The federal government and Vimy Foundation hope to launch a new national custom—the wearing of a Vimy Pin on Vimy Ridge Day, April 9. On that day 95 years ago, the four divisions of the Canadian Corps fought side-by-side for the first time and captured Vimy Ridge, at a cost of 10,600 casualties, including more than 3,000 dead. Others had tried to capture the ridge, and had failed.
After that battle, the Canadians never lost a significant offensive operation in the First World War. The achievement helped forge the identity of Canada, then only 50 years old and still a dominion of Great Britain. Some call the event ‘the birth of a nation.’
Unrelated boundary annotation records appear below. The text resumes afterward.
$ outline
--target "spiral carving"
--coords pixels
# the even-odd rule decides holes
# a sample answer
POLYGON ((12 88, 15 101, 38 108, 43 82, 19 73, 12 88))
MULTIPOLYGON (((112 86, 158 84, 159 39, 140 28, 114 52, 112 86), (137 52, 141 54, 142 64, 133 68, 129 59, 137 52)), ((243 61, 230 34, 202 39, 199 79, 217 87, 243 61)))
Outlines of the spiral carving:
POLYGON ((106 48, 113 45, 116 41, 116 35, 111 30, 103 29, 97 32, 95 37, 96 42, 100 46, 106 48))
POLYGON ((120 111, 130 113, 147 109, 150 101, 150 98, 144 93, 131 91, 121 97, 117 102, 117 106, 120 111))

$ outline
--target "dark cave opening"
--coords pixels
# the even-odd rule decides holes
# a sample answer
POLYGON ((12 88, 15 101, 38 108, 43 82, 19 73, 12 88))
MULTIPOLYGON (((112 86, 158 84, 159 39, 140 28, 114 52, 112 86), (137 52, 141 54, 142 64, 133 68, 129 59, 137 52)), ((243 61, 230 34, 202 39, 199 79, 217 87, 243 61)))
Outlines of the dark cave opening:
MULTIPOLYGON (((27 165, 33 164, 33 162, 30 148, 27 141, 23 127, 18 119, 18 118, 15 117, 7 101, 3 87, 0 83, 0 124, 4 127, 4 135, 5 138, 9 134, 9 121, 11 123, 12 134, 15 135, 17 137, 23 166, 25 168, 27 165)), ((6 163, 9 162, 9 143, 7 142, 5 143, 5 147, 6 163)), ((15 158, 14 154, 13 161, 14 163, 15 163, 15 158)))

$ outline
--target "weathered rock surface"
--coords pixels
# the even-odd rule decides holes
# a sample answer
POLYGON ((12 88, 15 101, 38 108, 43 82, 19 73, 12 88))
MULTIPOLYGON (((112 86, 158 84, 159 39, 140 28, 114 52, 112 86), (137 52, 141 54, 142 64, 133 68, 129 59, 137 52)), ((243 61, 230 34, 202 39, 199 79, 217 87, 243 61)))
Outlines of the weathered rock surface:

The pin features an image of the two towers of the Vimy Memorial, designed by Walter S. Allward. Tens of thousands attended the dedication of the Vimy National Memorial in France in 1936, including 8,000 First World War veterans and family members. Also there was Canada’s first Silver Cross Mother, Charlotte Wood, who lost five of her 11 sons who fought in the war: one aboard HMS Hogue, and one in each of the battles of the Somme, Gallipoli, Passchendaele and Vimy Ridge. Two other sons were seriously wounded. Her meeting with King Edward VIII at the dedication ceremony at the memorial was reported in the Winnipeg Free Press — and on her headstone.